しかし、4月14日(日本時間15日)のヤンキース戦で延長10回にサヨナラ勝ちを決め、地区首位に立つと、そのまま1度も順位を落とすことなく2年ぶりの地区優勝を決めた。
その快進撃の1番の要因は、防御率0.61の圧倒的なピッチングで3年連続セーブ王を獲得した守護神のエマニュエル・クラセを中心としたリリーフ陣の奮闘だ。先発の防御率がメジャー24位の4.40だったのに対し、リリーフの2.57は同1位。先制点を取ったゲームでは、リリーフ陣がリードを守って59勝16敗と勝利の方程式を確立するなど、メジャー最強のリリーフ陣を誇った。
さらに、主砲のホセ・ラミレスとジョシュ・ネイラーの「30発&100打点コンビ」が打線を牽引し、バントや盗塁、犠牲フライなどでも着実に得点を挙げる「ガードボール」スタイルも機能し、ア・リーグではヤンキースの94勝に次ぐ92勝を挙げて地区優勝に輝いた。
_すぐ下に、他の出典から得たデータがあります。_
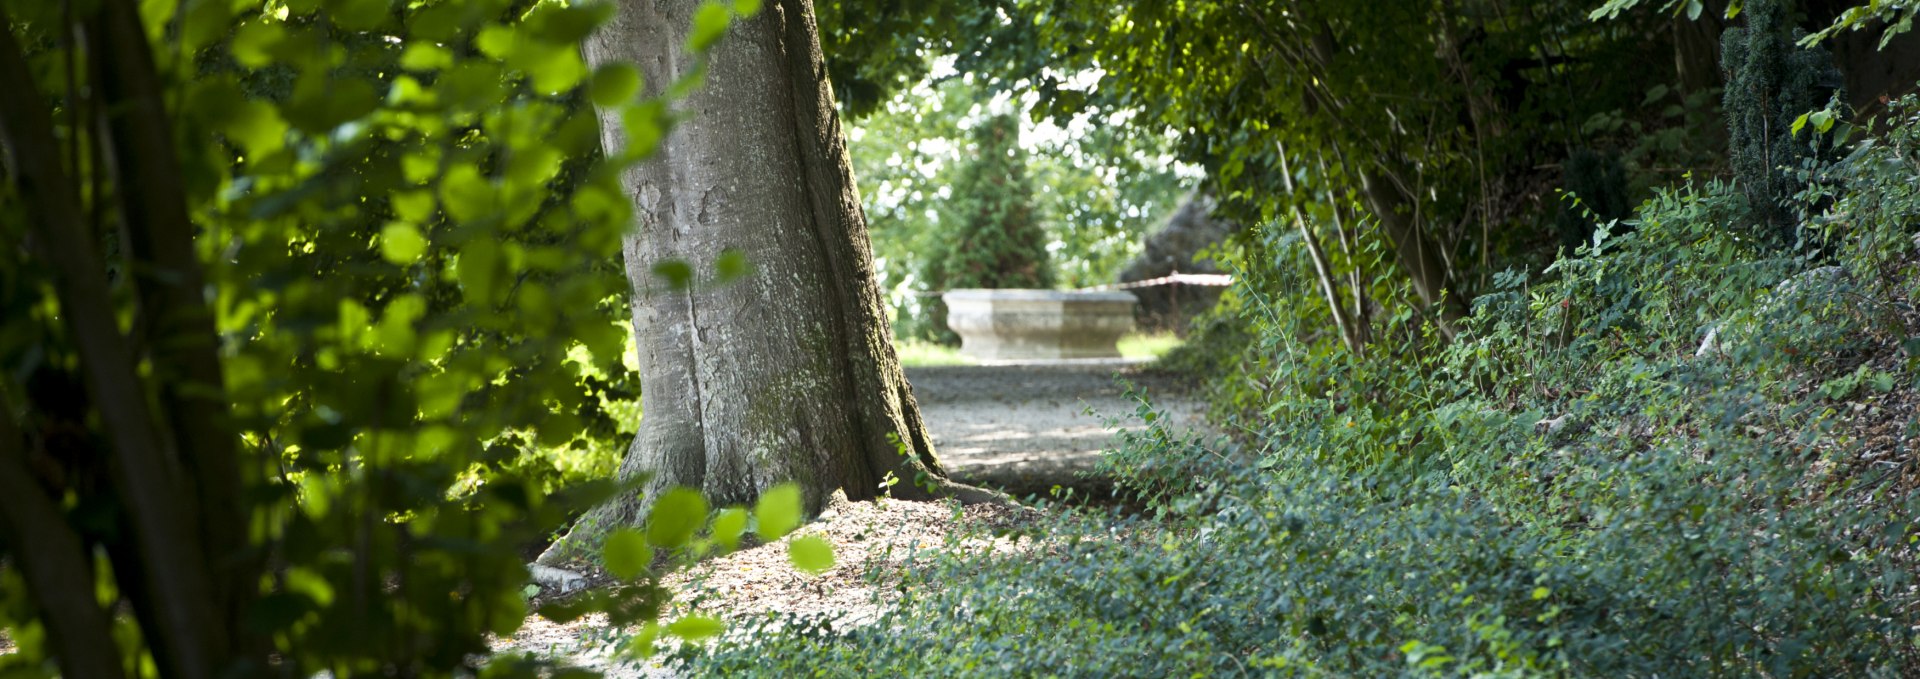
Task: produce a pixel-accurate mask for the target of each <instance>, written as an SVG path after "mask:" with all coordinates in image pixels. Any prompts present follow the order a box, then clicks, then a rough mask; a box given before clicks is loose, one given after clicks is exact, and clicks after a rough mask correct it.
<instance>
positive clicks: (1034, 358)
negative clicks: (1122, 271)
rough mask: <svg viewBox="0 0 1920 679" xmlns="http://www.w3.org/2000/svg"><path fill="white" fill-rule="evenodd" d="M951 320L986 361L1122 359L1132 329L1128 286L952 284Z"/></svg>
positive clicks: (1129, 300)
mask: <svg viewBox="0 0 1920 679" xmlns="http://www.w3.org/2000/svg"><path fill="white" fill-rule="evenodd" d="M943 299H947V326H948V328H952V330H954V334H958V336H960V353H964V355H968V357H973V359H981V361H1048V359H1117V357H1119V347H1117V343H1119V336H1125V334H1127V332H1131V330H1133V305H1135V301H1137V299H1135V297H1133V293H1129V292H1064V290H950V292H947V293H945V295H943Z"/></svg>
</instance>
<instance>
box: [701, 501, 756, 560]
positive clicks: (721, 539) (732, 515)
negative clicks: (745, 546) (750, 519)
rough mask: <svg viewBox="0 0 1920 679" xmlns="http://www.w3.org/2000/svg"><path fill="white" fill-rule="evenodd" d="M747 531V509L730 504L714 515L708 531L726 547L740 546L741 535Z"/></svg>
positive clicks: (720, 544)
mask: <svg viewBox="0 0 1920 679" xmlns="http://www.w3.org/2000/svg"><path fill="white" fill-rule="evenodd" d="M745 531H747V510H743V508H739V506H728V508H724V510H720V514H718V516H714V524H712V527H708V533H710V535H712V537H714V541H716V543H720V545H722V547H726V549H735V547H739V535H741V533H745Z"/></svg>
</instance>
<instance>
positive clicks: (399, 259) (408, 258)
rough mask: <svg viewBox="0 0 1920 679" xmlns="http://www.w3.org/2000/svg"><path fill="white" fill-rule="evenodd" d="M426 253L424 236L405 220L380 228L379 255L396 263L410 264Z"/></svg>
mask: <svg viewBox="0 0 1920 679" xmlns="http://www.w3.org/2000/svg"><path fill="white" fill-rule="evenodd" d="M422 253H426V236H420V230H419V228H417V226H413V224H407V222H392V224H386V228H382V230H380V257H386V261H390V263H396V265H411V263H415V261H417V259H420V255H422Z"/></svg>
タイガースとの地区シリーズ(DS)では、1勝2敗の崖っぷちから再び投打がかみ合い、2連勝で8年ぶりにリーグ優勝決定シリーズ(LCS)に進出。しかし、ヤンキースとのシリーズはリリーフ陣がまさかの誤算。2連敗で迎えた第3戦は、ジョンケンジー・ノエルの同点アーチと10回裏のデービッド・フライのサヨナラ2ランで一矢報いるも、その後も流れを変えることができなかった。
第4戦では、8回に同点に追いつくが、遊撃の名手ブライアン・ロキオのタイムリーエラーもあり、9回にクラセが3安打2失点で敗戦。
そして第5戦、2対2の6回途中からリリーフ陣も踏ん張るが、決勝点を奪えず、延長10回、シーズンでは78試合に登板して防御率1.57だったハンター・ガディスがフアン・ソトに3ラン本塁打を浴び、敗退となった。
シーズンを振り返ってボート監督は「このチームにはまだやるべきことがたくさんある。全体として成し遂げたことを誇りに思い、これをオフシーズンの原動力にしてほしい」と語った。また、シリーズではジャンカルロ・スタントンに対し、一塁が空いている緊迫した状況で2度、申告敬遠を選ばず勝負して被弾した采配が疑問視されたが、ボート監督は「あの状況ではケイド(・スミス)を信頼している」「タナー(・バイビー)は調子が良かった」と、これまで勝利に貢献してきた投手陣への信頼からの采配だったことを語っている。